- The Senate has released the working draft of the Better Care Reconciliation Act of 2017, revising the recently House-passed AHCA. Both bills aim to repeal and replace the Affordable Care Act (ACA), which was passed in 2010.
The AHCA contained many unpopular provisions and drew the ire of dozens of national healthcare organizations and patient advocacy groups.
The Senate’s bill offers revisions to the AHCA passed by the House, and includes the following key provisions:
An increased reliance on waivers that would offer states flexibility to work around any remaining ACA mandates and insurance regulations, the majority of which would already be eliminated.
The bill does include protections for people with pre-existing conditions, by preventing insurers from increasing premiums or denying coverage based on pre-existing conditions.
The individual mandate would be eliminated as well as the employer mandate. Under the ACA, individuals are required to acquire health insurance and larger employers are required to offer affordable plans to their employees.
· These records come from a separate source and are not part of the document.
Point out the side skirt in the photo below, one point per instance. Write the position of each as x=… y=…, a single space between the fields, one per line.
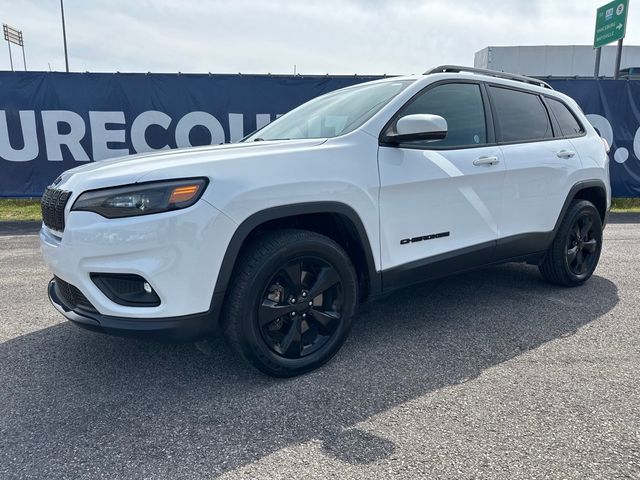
x=528 y=248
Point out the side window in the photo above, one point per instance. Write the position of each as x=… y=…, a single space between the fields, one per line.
x=567 y=121
x=521 y=116
x=460 y=104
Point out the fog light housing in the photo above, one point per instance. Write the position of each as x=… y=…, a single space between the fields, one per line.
x=126 y=289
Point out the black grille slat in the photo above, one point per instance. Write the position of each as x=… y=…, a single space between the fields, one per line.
x=73 y=297
x=53 y=204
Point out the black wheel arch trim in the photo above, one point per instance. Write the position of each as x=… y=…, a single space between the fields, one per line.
x=579 y=186
x=292 y=210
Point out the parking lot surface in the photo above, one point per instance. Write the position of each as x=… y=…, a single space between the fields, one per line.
x=490 y=374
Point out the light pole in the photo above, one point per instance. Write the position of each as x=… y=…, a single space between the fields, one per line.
x=64 y=38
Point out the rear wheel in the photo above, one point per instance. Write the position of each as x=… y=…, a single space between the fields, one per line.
x=574 y=253
x=291 y=302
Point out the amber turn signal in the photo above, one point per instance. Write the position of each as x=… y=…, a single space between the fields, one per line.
x=184 y=194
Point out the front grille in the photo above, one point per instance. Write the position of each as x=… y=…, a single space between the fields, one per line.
x=53 y=202
x=73 y=297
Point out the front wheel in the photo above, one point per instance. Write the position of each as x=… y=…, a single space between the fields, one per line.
x=291 y=302
x=574 y=253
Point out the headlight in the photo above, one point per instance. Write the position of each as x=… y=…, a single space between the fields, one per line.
x=142 y=198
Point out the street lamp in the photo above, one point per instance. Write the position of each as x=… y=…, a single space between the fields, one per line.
x=64 y=37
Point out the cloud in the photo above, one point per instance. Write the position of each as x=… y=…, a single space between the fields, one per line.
x=251 y=36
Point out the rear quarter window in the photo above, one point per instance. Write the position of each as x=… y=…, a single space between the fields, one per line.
x=521 y=116
x=567 y=121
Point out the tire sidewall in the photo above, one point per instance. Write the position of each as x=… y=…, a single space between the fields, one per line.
x=581 y=209
x=250 y=336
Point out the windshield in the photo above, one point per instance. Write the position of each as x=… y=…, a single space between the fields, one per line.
x=333 y=114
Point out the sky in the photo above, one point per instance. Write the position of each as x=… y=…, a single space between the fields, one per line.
x=271 y=36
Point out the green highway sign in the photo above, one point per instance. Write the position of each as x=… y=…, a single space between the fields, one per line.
x=611 y=23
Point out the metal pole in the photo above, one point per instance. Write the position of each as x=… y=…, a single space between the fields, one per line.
x=618 y=59
x=10 y=59
x=64 y=38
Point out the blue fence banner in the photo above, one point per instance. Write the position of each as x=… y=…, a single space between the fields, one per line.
x=51 y=122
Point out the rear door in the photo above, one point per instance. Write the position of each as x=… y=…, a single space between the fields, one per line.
x=539 y=166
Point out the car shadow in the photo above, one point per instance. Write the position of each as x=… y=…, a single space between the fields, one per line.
x=73 y=403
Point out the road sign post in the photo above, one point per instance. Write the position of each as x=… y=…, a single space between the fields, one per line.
x=611 y=26
x=12 y=35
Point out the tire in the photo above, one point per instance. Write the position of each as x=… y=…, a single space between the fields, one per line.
x=291 y=302
x=575 y=251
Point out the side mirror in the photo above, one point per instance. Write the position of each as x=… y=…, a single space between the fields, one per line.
x=417 y=127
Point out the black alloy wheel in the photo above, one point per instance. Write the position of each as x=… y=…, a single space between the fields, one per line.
x=574 y=253
x=291 y=302
x=582 y=246
x=301 y=307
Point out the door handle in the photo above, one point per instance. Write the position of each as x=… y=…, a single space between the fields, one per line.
x=566 y=154
x=486 y=161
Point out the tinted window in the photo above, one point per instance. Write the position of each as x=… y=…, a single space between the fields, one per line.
x=460 y=104
x=521 y=116
x=568 y=123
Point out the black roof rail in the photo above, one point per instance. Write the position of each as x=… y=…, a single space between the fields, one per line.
x=490 y=73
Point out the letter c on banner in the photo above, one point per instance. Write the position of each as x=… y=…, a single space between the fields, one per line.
x=192 y=119
x=139 y=129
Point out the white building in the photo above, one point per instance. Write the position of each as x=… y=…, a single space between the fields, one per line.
x=555 y=61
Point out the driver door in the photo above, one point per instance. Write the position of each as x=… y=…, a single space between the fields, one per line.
x=440 y=200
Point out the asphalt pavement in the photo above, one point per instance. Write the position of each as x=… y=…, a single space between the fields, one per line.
x=491 y=374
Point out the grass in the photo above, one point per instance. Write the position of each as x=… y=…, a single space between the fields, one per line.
x=626 y=205
x=19 y=209
x=22 y=209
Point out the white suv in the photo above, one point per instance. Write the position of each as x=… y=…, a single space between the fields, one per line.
x=354 y=194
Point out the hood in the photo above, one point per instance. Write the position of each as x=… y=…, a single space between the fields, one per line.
x=133 y=168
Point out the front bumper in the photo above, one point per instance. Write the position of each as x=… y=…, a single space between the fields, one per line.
x=178 y=253
x=184 y=328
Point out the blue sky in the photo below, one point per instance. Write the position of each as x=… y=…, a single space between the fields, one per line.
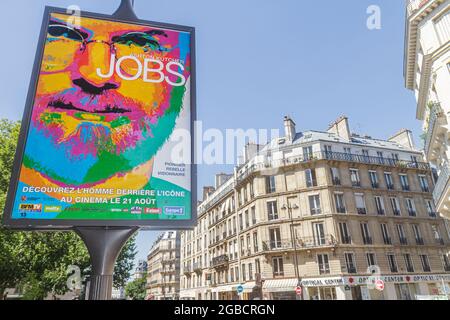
x=258 y=60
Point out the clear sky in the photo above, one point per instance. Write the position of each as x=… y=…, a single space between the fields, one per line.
x=257 y=60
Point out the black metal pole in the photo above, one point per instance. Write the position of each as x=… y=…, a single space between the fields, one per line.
x=104 y=245
x=126 y=11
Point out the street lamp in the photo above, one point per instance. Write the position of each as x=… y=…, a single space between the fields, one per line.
x=289 y=208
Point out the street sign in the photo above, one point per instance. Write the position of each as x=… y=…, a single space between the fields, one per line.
x=240 y=289
x=379 y=285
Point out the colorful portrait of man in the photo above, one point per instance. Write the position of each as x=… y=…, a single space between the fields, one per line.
x=107 y=99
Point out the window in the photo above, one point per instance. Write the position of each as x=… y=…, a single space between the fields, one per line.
x=360 y=203
x=417 y=234
x=388 y=180
x=425 y=263
x=247 y=220
x=446 y=262
x=401 y=235
x=307 y=153
x=345 y=235
x=365 y=233
x=437 y=235
x=255 y=242
x=319 y=234
x=408 y=262
x=350 y=262
x=324 y=266
x=392 y=262
x=278 y=268
x=335 y=177
x=430 y=208
x=272 y=210
x=310 y=176
x=253 y=210
x=270 y=184
x=373 y=179
x=424 y=183
x=314 y=204
x=275 y=238
x=395 y=206
x=379 y=203
x=404 y=182
x=385 y=232
x=354 y=177
x=411 y=207
x=371 y=261
x=340 y=204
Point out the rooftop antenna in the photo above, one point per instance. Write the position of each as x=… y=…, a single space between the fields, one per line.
x=126 y=11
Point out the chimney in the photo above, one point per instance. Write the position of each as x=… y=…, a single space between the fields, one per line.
x=404 y=138
x=206 y=191
x=341 y=128
x=289 y=128
x=250 y=150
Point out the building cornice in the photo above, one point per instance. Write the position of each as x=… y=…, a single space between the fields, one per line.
x=411 y=42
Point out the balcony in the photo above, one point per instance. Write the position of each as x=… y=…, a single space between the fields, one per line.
x=441 y=190
x=220 y=261
x=336 y=181
x=435 y=128
x=415 y=5
x=187 y=270
x=361 y=210
x=197 y=267
x=324 y=155
x=341 y=210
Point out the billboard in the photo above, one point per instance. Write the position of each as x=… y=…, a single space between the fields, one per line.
x=106 y=96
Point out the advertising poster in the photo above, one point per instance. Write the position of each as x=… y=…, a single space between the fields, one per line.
x=108 y=97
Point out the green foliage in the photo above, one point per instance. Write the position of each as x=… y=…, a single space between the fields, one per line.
x=37 y=262
x=136 y=289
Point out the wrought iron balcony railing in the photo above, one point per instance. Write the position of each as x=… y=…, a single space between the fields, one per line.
x=442 y=183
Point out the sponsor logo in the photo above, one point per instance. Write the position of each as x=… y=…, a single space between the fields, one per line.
x=152 y=210
x=136 y=210
x=178 y=211
x=53 y=209
x=24 y=207
x=25 y=198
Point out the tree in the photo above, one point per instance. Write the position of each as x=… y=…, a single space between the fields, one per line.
x=37 y=262
x=136 y=289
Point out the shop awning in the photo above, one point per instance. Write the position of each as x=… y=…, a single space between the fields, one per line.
x=187 y=294
x=274 y=285
x=248 y=286
x=225 y=288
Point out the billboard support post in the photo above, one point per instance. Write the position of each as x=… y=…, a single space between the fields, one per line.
x=104 y=245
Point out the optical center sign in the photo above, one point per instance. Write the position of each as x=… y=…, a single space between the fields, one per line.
x=95 y=143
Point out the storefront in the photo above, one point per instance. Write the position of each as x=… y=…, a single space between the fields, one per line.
x=279 y=289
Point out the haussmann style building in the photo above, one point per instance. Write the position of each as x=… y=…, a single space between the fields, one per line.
x=327 y=210
x=427 y=73
x=163 y=267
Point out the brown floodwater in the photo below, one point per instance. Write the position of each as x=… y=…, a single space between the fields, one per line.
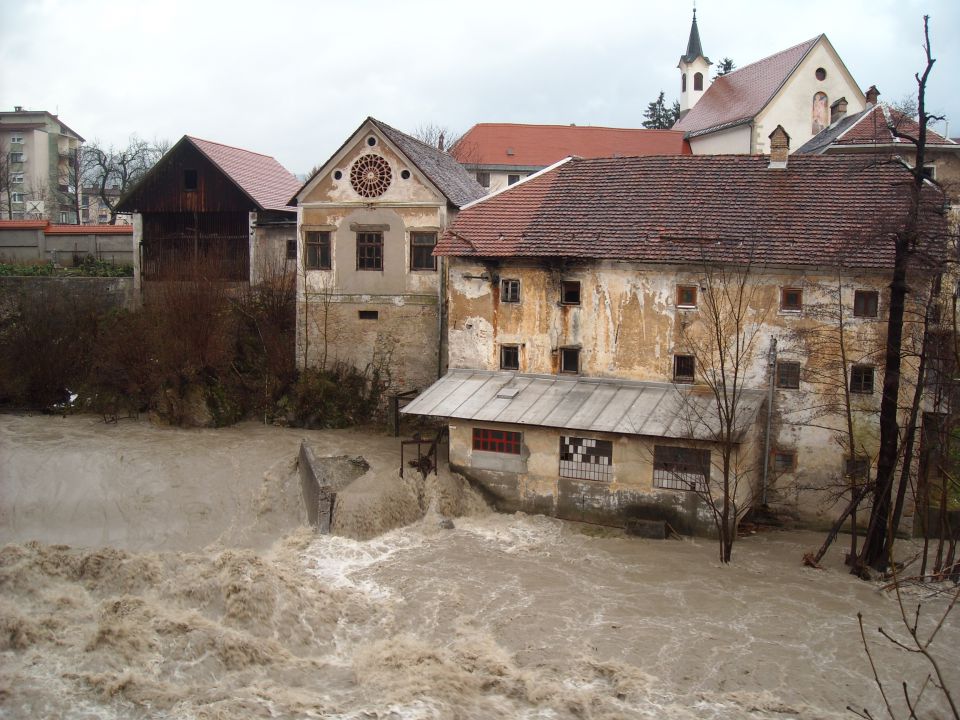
x=153 y=572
The provision allowing children under the age of 26 to remain on their parents plan remains intact.
Premium subsidies for health insurance exchanges
The Senate plan maintains ACA income based subsidies for individuals who purchase plans on the health insurance exchanges for 2018 to 2019. After that date, it would tighten qualifying income requirements for individuals. This includes earnings 100 to 400 percent of the poverty level down to 100 to 350 percent of the poverty level.
The bill will continue cost sharing reductions (CSR) until their elimination in 2020. The funds are paid to insurers to defray premium costs for low income members.
State stabilization fund
The bill supports the AHCA move to establish a stability fund to cover expenses incurred by states when stabilizing their health insurance exchanges. This includes funding to establish high-risk pools. The senate bill proposes $112 billion to reimburse insurers who incur extensive losses from high-cost members.
The bill also creates a $62 billion long-term state innovation fund designed to help high-cost and low-income people buy health insurance.
Medicaid’s current system of open-ended matching federal funds would end in 2021 and be moved to a block grant. This would cap Medicaid spending for participating states, and would also tie future funding to inflation, which is lower than proposed in the AHCA. Medicaid cuts would be spread over a longer time period, but result in greater defunding for the long term.
The legislation would also end state Medicaid expansion after three years. States that had not expanded by the deadline would receive decreased Medicaid funding beginning in 2021.
The bill also allows the establishment of work requirements for those receiving Medicaid, except for the elderly, pregnant woman, and the disabled.
All ACA taxes would be repealed, including those on medical device manufacturers, insurers, and the nation’s top two percent of income earners.
The legislation also suspends Cadillac tax on high-end employer health plans through 2025.
Actuarial value decrease
Current ACA benchmark plans require insurers to cover 70 percent of medical costs. The Senate plan would reduce that to 58 percent.